I'd assume it's because you can just reconfigure to point pgbouncer to redirect ...

scurvy · on Dec 7, 2017

How much effort is required to reconfigure pgbouncer across hundreds of app containers vs moving a single IP? (not using pacemaker/corosync)

majidazimi · on Dec 7, 2017

Zero. Update configuration in a central location. Push an update to configuration manager agent on each node (using a dead simple gossip protocol). The agent wakes up, pulls new configuration, writes it and reloads pgbouncer. Using an aggressive gossip protocol, the whole process shouldn't take more than 5 seconds on a large cluster, let alone couple of nodes.

scurvy · on Dec 7, 2017

That's a fair amount of moving parts. What if one of the agents misses the update and keeps using the old server? What happens during that period of 5 seconds where the hosts are switching? It doesn't sound like an atomic, instant change process.

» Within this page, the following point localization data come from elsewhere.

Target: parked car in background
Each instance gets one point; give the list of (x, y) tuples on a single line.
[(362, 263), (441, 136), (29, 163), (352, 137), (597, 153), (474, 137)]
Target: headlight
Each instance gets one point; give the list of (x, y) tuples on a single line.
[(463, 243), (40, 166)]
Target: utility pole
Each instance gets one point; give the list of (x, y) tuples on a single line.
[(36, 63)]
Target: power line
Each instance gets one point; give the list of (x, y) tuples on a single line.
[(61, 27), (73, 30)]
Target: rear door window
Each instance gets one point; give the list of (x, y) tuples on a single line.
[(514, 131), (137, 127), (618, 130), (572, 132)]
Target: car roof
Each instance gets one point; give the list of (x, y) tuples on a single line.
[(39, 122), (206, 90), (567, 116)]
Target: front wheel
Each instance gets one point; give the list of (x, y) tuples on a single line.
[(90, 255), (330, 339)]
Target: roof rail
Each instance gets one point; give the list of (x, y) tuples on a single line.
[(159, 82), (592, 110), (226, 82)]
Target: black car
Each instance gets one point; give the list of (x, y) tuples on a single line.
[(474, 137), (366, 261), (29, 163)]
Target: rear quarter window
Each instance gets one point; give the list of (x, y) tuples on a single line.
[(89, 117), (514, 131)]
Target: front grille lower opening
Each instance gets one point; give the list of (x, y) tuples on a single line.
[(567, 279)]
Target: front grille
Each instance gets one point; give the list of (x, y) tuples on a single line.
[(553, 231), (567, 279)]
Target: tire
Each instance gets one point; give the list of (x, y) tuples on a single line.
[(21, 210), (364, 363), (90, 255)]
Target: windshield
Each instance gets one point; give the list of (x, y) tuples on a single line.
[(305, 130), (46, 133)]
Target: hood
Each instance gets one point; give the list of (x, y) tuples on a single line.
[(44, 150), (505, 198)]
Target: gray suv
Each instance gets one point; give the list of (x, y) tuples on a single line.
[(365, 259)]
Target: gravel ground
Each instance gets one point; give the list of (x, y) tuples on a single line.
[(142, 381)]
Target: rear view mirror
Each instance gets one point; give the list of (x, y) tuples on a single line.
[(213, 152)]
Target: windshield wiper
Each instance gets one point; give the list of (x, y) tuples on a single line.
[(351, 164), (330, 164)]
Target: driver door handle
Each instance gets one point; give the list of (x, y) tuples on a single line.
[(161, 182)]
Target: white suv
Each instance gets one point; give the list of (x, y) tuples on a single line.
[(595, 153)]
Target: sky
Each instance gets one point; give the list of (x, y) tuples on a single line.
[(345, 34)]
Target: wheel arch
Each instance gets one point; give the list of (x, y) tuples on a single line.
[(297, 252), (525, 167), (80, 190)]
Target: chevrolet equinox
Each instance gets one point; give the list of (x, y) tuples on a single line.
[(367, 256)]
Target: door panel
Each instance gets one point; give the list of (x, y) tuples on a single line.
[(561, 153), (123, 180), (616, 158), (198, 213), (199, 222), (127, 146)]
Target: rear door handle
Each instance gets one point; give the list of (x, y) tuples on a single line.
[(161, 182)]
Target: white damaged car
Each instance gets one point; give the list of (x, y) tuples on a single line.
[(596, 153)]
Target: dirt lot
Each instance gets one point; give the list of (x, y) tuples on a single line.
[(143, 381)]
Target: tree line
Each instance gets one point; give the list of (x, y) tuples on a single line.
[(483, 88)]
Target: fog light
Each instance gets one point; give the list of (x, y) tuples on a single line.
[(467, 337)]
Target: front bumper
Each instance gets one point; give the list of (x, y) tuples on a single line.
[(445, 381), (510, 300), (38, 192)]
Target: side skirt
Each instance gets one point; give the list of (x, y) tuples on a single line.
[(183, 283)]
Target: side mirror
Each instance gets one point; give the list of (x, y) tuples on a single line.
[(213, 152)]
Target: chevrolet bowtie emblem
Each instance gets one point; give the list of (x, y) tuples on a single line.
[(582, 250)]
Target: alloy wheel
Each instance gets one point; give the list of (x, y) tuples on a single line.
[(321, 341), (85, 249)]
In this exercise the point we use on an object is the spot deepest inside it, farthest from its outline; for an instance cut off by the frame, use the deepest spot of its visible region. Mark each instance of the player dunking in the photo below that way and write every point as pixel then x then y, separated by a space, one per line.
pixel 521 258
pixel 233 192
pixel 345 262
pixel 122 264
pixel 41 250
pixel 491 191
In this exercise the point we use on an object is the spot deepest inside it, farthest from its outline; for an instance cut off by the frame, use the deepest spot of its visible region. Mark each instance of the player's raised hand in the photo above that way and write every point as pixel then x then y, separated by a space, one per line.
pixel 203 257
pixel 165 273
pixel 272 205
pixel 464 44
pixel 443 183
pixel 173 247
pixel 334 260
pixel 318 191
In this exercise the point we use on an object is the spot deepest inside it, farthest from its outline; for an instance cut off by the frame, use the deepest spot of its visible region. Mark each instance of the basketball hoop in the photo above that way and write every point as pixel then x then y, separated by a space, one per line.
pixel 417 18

majidazimi · on Dec 7, 2017

It's gossip. There is no precise gossip protocol. I've just mentioned one approach. It's not difficult to modify it such that each node gets one message multiple times, to ensure everyone will see the changes. Centrally configuration management systems like Zookeeper/etcd,... will also suffer from the same problem: message propagation takes time. Even with floating IP, a couple of requests may fail until routing tables converge. So there is no atomic configuration switch in either case anyway. The argument was if floating IP is easier than pure software approach to deploy, which is not the case. both of them are equally challenging. One of them requires experienced network engineers, the other one requires experienced distributed system designer. In case of failure the effort to switch from failed node is zero in both approaches.